Earlier this week the Post reported parents in Swansea, Neath Port Talbot and Carmarthenshire would no longer be able to request authorised absences to take their children away during term time.
The decision was taken by the South West and Mid Wales Education Consortium — which is made up of the three counties plus Ceredigion, Pembrokeshire and Powys — who have now said it is "immoral" for companies to charge more when the school holidays begin.
Lead director Eifion Evans said: "The education of children is paramount and research has shown that attendance at school is a high factor in achievement.
"Having said that, we fully understand the frustration of parents, and indeed all those people working in the education sector, who are forced to pay higher prices for holidays.
"This is totally unjustified and immoral and is something we would urge the Government to look into."
The new policy has proved controversial, with many parents saying the cost of going away during the holidays is too expensive.
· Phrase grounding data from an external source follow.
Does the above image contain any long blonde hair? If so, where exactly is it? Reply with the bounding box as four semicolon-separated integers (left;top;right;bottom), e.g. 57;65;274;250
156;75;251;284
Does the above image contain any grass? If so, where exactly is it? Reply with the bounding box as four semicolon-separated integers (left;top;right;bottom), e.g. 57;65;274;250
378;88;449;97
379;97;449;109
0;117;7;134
Previously parents were able to ask for time off for their children and have it marked as an authorised absence if their head teacher agreed to it.
The Association of British Travel Agents (Abta) has defended the cost, saying it is simply a case of supply and demand.
A spokesman said: "Prices increase in line with demand and schools have traditionally taken their breaks at times of the year when the weather is good and demand is high, not just from other families but from holidaymakers across all of Europe.
"Allowing schools the option to stagger their holiday dates could go some way to address the issue of increased demand during school holidays."